Effect of the present invention can further illustrate by using following emulation experiment
1, simulated conditions
The present invention is Intel (R) Core (TM) i5 2.80GHZ, internal memory 4G, WINDOWS 7 in operating system at central processing unit, uses the emulation that MATLAB software carries out.
2, content is emulated
Emulation 1, with the present invention and existing Chan-Vese model, natural image is split, result as shown in Figure 2, wherein:
Fig. 2 (a) is with Chan-Vese model to the initialization of natural image,
The result that Fig. 2 (b) is split natural image for using Chan-Vese model,
Fig. 2 (c) uses Chan-Vese model to the binary map of the result that natural image is split,
Fig. 2 (d) uses the present invention to the initialization of natural image,
The result that Fig. 2 (e) is split natural image for using the present invention,
Fig. 2 (f) is for using the present invention to the binary map of the result that natural image is split.
Comparison diagram 2 (c) and Fig. 2 (f), can find out that the present invention is good to natural image segmentation effect, can obtain the segmentation result of global optimum.
Emulation 2, with the present invention and existing Chan-Vese model, noise image is split, result as shown in Figure 3, wherein:
Fig. 3 (a) uses Chan-Vese model to the initialization of noise image,
The result that Fig. 3 (b) is split noise image for using Chan-Vese model,
Fig. 3 (c) uses Chan-Vese model to the binary map of the result that noise image is split,
Fig. 3 (d) uses the present invention to the initialization of noise image,
The result that Fig. 3 (e) is split noise image for using the present invention,
Fig. 3 (f) is for using the present invention to the binary map of the result that noise image is split.
Comparison diagram 3 (c) and Fig. 3 (f), can find out that the present invention is to noise robustness, also can obtain good segmentation result under noise existent condition.
Emulation 3, with the present invention and existing Chan-Vese model, artificial image is split, result as shown in Figure 4, wherein:
Fig. 4 (a) uses Chan-Vese model to the initialization of artificial image,
The result that Fig. 4 (b) is split artificial image for using Chan-Vese model,
Fig. 4 (c) uses Chan-Vese model to the binary map of the result that artificial image is split,
Fig. 4 (d) uses the present invention to the initialization of artificial image,
The result that Fig. 4 (e) is split artificial image for using the present invention,
Fig. 4 (f) is for using the present invention to the binary map of the result that artificial image is split.

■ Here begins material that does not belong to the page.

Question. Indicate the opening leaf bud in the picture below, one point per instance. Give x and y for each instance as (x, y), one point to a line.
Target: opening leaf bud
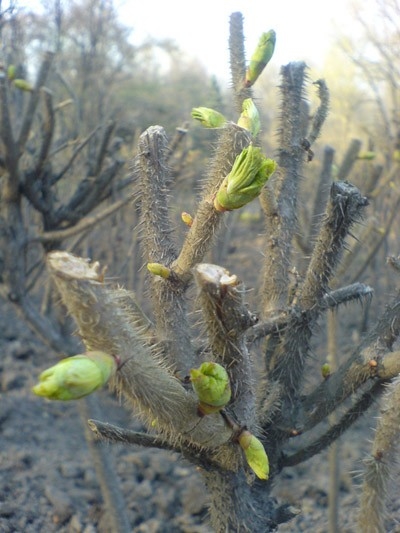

Comparison diagram 4 (c) and Fig. 4 (f), can find out that the present invention is good to artificial image segmentation effect, can obtain the segmentation result of global optimum.
Emulation 1, emulation 2 and emulation 3 time used and iterations as shown in table 1:
Table 1.
As can be seen from Table 1, compared with Chan-Vese model, the present invention only needs iteration several times just can obtain segmentation result, and the Iamge Segmentation time used is far smaller than Chan-Vese model, and the segmentation efficiency of image has greatly improved.